C# vs C++: The mythical "twice as efficient" application - skrebbel
http://www.neowin.net/forum/index.php?automodule=blog&blogid=460&showentry=3973

======
matthewinrw
It's obvious the author doesn't work with market data. Those "mythical"
applications are all running wall street. You won't find a single matching
engine written in C# these days.

The short answer is that SRAM is faster than DRAM, and you can be a lot
stingier with memory in C++ and hence fit more into the fast type of RAM.

Stack-based allocation is not by any means an "advanced" technique, and is the
absolute fastest form of memory management, full stop. It can deallocate an
arbitrary number of objects in a single assembly instruction. Good C++ makes
extensive use of the stack for this reason.
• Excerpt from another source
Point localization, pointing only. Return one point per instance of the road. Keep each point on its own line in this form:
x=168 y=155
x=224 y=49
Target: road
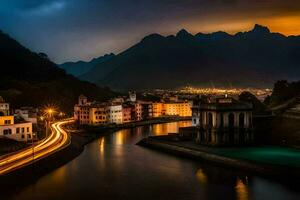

Stack allocated objects are densely packed into the L1 cache, making them
faster than objects from an allocator which might spray them over the address
space in suboptimal scenarios.

This absolute control over how memory is being used, (_when_ done well) is the
difference between "gee that's pretty fast" and "wow".

------
facorreia
One of Sutter's argument is that C++ is more cost-efficient in a data center
due to lower energy costs. Yet, I haven't heard of many SaaS applications
developed in C++. The Rails-style "just throw more servers at it" way is still
very popular (which Sutter mentions as optimizing for programmer
productivity).

I suppose for startups the answer is to eschew premature optimization (for
cost) and get the MVP done as quickly as possible (optimizing for programmer
productivity). And, if and when demand requires, invest enough to optimize the
bottlenecks.